Introducing Electrospray as a Potent Technique to Deliver Chitosan/pDNA Nanoparticles to Eukaryotic Cells

Abstract

Electrospray technique has received increasing attentions for intracellular gene delivery as well as production of nanoparticles. In this study, chitosan/pDNA nanoparticles with N/P ratio of 5 were prepared and transferred to HEK293T cells by electrospray technique. Physicochemical characterization of prepared nanoparticles, including size, zeta potential and entrapment efficiency was performed and attachment of pDNA to chitosan was confirmed by gel agarose electrophoresis.

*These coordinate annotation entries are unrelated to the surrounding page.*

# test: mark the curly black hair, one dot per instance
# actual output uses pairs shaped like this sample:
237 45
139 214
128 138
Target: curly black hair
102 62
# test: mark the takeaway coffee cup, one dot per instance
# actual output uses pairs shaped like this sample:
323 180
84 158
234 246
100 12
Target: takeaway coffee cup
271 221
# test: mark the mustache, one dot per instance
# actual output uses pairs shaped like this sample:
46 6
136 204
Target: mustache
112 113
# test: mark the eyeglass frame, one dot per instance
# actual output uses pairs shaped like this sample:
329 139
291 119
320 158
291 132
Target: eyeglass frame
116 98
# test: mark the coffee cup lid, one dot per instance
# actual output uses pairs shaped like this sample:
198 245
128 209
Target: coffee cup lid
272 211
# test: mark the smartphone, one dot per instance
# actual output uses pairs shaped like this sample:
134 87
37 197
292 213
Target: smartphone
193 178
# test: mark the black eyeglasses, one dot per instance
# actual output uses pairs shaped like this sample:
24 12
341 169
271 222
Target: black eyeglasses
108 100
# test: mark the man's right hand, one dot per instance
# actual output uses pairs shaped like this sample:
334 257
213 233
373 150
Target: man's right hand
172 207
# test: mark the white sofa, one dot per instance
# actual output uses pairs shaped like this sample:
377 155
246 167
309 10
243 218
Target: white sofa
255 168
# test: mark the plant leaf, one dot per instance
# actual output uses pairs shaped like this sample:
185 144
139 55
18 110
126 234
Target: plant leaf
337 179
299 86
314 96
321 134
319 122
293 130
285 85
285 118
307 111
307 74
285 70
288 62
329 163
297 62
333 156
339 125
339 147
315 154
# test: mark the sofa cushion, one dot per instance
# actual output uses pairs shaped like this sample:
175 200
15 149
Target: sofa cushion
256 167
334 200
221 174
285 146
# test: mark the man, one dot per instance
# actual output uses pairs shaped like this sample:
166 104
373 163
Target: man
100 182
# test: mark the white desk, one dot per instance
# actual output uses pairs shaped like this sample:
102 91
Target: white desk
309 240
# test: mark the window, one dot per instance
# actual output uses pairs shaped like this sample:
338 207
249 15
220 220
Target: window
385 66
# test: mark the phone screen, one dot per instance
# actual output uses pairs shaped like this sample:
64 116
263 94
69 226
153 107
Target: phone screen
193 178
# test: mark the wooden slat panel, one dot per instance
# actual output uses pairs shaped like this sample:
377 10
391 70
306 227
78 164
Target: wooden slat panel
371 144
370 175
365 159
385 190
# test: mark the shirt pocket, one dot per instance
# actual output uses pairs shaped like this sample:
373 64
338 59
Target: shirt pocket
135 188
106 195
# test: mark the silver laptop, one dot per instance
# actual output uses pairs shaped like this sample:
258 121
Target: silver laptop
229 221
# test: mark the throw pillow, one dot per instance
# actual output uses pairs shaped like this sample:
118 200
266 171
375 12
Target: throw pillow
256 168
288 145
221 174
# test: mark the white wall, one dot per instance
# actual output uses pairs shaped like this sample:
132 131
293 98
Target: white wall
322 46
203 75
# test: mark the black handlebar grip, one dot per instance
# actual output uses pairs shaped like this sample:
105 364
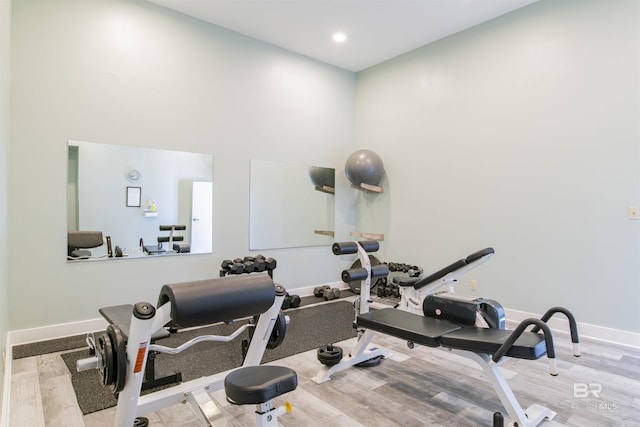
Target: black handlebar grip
343 248
354 274
380 270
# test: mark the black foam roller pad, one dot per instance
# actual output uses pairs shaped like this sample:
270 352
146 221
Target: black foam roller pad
354 274
214 300
343 248
380 270
370 245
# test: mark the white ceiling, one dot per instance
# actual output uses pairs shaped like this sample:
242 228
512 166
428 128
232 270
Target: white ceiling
377 30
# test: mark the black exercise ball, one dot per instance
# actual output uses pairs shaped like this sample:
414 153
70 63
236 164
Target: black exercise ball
364 167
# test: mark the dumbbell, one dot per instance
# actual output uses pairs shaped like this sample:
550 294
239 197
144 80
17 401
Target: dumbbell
270 264
318 291
329 355
259 263
248 266
327 292
232 267
291 301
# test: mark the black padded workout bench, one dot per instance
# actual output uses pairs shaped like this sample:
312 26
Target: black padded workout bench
448 321
122 352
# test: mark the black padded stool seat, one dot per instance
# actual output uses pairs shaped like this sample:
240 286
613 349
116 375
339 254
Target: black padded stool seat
408 326
121 315
487 340
259 384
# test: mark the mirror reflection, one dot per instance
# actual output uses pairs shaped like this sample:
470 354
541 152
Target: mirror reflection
291 205
125 201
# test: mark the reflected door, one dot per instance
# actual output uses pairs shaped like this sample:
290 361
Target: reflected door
201 217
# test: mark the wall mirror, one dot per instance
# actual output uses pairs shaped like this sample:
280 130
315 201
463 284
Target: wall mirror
290 205
137 202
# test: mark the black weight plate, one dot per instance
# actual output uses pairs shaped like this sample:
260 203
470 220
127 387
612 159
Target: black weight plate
355 286
329 355
278 332
119 357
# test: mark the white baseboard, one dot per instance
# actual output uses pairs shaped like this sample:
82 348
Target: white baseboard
586 330
45 333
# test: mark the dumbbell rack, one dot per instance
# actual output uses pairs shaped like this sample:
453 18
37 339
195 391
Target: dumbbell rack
248 264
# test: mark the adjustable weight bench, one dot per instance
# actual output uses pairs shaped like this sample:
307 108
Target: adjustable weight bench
449 322
120 315
121 358
413 290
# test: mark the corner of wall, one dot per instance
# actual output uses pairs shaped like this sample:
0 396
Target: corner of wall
5 34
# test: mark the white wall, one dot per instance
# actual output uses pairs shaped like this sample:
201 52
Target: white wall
5 30
521 134
133 73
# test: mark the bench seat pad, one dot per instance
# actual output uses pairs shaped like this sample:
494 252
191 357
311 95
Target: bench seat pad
408 326
487 340
259 384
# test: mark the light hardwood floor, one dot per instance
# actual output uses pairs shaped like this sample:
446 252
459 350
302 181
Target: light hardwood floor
419 387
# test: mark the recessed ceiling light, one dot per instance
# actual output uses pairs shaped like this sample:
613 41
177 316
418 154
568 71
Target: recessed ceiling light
339 37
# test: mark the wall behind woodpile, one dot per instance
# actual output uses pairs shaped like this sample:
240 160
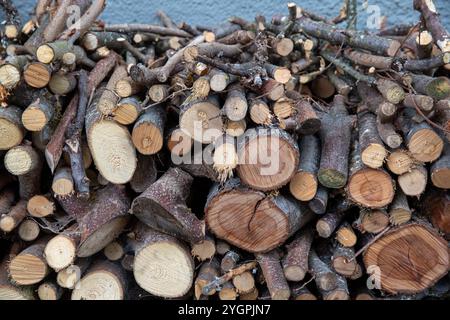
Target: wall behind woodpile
209 12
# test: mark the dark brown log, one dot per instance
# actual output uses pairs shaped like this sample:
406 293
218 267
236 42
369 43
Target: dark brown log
335 136
423 142
274 276
268 158
436 206
428 255
91 285
399 210
304 184
264 223
295 263
163 207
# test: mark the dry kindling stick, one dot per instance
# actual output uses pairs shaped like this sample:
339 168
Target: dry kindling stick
213 285
73 144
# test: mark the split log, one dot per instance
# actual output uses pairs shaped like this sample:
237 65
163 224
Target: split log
127 110
425 251
169 257
343 261
440 170
372 149
62 184
11 126
37 75
163 207
148 131
236 106
268 158
54 148
399 210
260 216
25 162
295 263
244 282
69 277
335 136
11 220
101 219
28 230
111 146
326 225
29 266
371 188
319 203
436 206
9 291
114 251
204 250
414 182
399 161
61 251
103 281
208 272
274 276
145 174
304 184
438 88
433 23
40 206
373 221
324 277
108 100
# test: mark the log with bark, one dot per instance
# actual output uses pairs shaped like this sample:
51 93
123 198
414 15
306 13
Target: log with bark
285 158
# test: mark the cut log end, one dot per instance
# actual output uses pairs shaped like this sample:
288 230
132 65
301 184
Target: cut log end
371 188
171 268
270 168
12 134
425 145
411 259
60 252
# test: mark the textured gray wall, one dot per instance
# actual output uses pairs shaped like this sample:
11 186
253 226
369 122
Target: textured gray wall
209 12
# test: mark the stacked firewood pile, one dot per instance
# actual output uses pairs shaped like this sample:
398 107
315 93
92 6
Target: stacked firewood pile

Moreover, transfection efficiency was investigated using flow cytometry. MTT assay was performed for cell viability studies. Nanoparticles were prepared at three pDNA concentrations of 10, 55 and 100 μg/ml in fixed N/P ratio. Size of nanoparticles was obtained as 110, 188 and 240 nm, using DLS. SEM showed size of 102.34 ± 10.66 nm for samples having 55 μg/ml pDNA. Zeta potential and entrapment efficiency were +25 mv and 85±4%m respectively. The effect of pDNA concentration, electrospray time and incubation time on transfection efficiency was investigated using Box-Behnken design. Percent of GFP-positive cells was 41.05 ± 3.04% which was taken as an indicator of transfection efficiency. Transfection efficiency of this method was then compared with that of calcium phosphate (31.1 ± 2.4%), showing improved efficiency. Considering the fact that electrospray is an easy, low cost, one-step process which makes low damage to cells and produces monodispersed nanoparticles, the method is introduced as a fascinating approach in gene transfection.